Last Saturday, Ch4 showed M. Night Shyamalan’s The Happening (2008), and I was delighted to discover that it really is as terrible as everyone says it is. Personally, I was never a big fan of The Sixth Sense or Unbreakable… in both cases I guessed the “twist” about twenty minutes in, and then sat there bored out of my mind, waiting to see if I was right. The Happening was a very different kettle of fish though… mainly because I was laughing my head off and having a wonderful time.
For those who haven’t had the pleasure, The Happening is a “horror-thriller”, following the wacky adventures of a high school science teacher (played by Mark Wahlberg), who has to flee Philadelphia city along his wife, when the other residents of said city start committing simultaneous suicide for no adequately explainable reason! Actually, the explanation isn’t simply inadequate… it’s straight-up stoopit: The plants are deliberately, and with ample malice aforethought, releasing a toxin into the air which switches makes the human brain go screwy… and the only way to escape this deadly, invisible menace is to stay in small groups, and hope that the trees don’t notice you. I’ve no idea how anyone ever thought that shots of leaves rustling in the breeze could be as ominous and threatening as the birds gathering in The Birds. It’s just such an inherently calming and pleasant image, no matter how much scary music you slap over the top of it.
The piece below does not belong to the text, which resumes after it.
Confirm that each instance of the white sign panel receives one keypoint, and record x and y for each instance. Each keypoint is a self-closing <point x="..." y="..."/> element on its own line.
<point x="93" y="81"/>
To give you a sense of what total hokum this movie is, the imminent threat is first revealed to our hero by the head of his school, using the immortal words: “There appears to be an event happening.” Yes. An event is happening. And that’s just a taster… the dialogue is uniformly terrible, the plotting is almost aggressively idiotic, and the “acting” is awful. But I still can’t quite decide if it was intentionally awful or not. At first, I was pretty sure that Zooey Deschanel was deliberately playing the part of Wahlberg’s wifey for laughs, but then she got all serious again once random extras started dying around her. At least Shyamalan was nice enough to give us plenty of close-ups of her, because staring into those big baby-blues took a lot of the pain away. Sigh. Whether it was on purpose or not, this still has to rank as one of Deschanel’s best comedies to date… I mean, I enjoyed her work in Failure to Launch (2006) a lot, but did that movie contain a scene where a grown man asks a potted-plant permission to use the house’s bathroom? No, it does not.
Oh, and the woman on the park bench who stabs herself with a hair-pin is played by none other than Alison Folland (of being adorable in To Die For fame). I wish she had a larger role, because I’ve always enjoyed her work… and she’s just as cute as ever!